I ricercatori sono infatti riusciti a far crescere delle cellule
prelevate dal cuore di un topo, sullo scheletro di alcuni microchip
di silicio. Hanno creato un nano robot capace di spostarsi da solo.
Più simile a una termite che a Terminator. nanorobot, lunghi
meno di un millimetro, sono ricoperti di cellule muscolari, alimentate
da una soluzione di zuccheri, che si contraggono ritmicamente spostando
minuscole gambe. In altre parole si muovono come se fossero vivi,
anzi sono vivi. «I dispositivi che abbiamo creato sono vivi
- sottolinea Montemago - le cellule crescono, si moltiplicano e
si assemblano formando così la struttura del dispositivo
stesso, senza nessun intervento esterno». Ma a cosa possono
servire tanti microscopici “esseri” meccanici viventi?

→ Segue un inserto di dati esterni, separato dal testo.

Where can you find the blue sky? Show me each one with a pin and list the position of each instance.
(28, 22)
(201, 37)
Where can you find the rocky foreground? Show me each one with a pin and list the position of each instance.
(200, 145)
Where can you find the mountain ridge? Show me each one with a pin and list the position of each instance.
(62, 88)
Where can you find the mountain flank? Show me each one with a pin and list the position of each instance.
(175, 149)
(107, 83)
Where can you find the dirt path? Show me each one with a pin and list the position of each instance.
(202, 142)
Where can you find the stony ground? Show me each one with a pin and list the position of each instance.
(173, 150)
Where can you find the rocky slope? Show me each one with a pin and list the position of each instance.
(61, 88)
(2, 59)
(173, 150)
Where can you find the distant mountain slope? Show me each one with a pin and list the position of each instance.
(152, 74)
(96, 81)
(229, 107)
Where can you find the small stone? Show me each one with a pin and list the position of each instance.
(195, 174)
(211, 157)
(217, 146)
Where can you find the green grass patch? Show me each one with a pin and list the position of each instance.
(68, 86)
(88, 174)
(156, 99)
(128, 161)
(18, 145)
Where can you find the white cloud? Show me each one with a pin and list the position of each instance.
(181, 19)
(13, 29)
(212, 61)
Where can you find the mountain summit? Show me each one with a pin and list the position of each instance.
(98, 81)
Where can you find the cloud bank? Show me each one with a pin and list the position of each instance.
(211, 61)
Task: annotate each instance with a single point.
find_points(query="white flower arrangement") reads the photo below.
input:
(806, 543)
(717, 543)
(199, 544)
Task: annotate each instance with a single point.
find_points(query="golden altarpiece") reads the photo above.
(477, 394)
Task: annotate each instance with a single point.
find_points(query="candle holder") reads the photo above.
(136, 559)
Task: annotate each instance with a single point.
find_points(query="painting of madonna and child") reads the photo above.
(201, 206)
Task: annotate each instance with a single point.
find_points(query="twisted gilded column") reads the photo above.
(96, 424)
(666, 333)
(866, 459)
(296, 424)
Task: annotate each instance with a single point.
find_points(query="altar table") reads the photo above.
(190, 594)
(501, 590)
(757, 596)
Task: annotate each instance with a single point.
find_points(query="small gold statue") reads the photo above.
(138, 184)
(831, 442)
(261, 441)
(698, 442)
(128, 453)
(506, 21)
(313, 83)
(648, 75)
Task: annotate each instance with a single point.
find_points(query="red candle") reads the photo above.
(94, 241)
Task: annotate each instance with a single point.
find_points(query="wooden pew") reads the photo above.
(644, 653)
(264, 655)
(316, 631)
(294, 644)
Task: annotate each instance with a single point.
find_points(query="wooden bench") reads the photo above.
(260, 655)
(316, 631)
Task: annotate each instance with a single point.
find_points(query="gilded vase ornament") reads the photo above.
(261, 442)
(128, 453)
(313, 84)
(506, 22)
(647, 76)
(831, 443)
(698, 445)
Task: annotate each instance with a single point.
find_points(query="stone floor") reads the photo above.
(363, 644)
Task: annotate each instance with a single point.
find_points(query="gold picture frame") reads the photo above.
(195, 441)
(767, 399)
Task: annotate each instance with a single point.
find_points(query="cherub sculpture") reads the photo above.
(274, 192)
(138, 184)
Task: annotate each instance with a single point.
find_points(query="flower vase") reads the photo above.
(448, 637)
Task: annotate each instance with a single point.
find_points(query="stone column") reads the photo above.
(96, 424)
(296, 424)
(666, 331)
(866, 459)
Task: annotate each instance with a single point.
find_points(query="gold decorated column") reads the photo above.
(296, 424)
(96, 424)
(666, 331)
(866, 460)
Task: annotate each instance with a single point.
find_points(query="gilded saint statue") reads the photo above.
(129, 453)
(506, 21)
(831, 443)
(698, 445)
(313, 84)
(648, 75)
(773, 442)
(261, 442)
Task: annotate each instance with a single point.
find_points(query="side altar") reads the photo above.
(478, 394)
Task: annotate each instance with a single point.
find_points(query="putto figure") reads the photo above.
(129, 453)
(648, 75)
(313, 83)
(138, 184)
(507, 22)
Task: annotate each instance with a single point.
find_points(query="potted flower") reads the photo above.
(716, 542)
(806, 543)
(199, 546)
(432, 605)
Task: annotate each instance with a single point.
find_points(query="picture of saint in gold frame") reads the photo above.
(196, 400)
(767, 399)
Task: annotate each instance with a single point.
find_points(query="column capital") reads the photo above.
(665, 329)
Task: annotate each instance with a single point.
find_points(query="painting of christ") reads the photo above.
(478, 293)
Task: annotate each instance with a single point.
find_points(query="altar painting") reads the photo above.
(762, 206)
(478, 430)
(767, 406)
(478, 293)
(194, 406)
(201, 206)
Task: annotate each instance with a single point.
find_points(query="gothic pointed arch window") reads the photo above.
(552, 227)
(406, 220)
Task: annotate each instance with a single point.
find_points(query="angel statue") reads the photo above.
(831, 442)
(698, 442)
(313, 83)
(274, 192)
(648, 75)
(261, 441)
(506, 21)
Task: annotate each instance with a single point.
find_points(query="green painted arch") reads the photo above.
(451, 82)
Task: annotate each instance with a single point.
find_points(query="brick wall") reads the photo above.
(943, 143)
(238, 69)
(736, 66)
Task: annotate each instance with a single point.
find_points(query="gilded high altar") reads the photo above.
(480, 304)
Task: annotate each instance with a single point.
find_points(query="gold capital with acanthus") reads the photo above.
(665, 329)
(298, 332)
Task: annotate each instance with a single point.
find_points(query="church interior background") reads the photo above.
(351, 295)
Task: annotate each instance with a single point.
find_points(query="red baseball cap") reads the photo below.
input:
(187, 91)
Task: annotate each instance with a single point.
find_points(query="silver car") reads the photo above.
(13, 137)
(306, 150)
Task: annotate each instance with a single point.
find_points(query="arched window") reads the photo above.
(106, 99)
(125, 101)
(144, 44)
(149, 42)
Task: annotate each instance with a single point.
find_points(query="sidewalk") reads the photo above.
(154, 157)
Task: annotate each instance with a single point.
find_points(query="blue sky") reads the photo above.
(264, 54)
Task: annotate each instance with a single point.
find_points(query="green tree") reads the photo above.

Benché sia tutto ancora in fase di sperimentazione si pensa
che potrebbero essere usati in alcuni dispositivi in miniatura,
come i generatori elettrici che alimentano i chip dei computer.
Gli scienziati californiani hanno anche creato un microrobot con
due minuscole zampe, simili a quelle di una rana, capaci di muoversi
e piegarsi grazie a delle giunture meccaniche, alimentate dalle
cellule e senza bisogno di alcuna alimentazione esterna.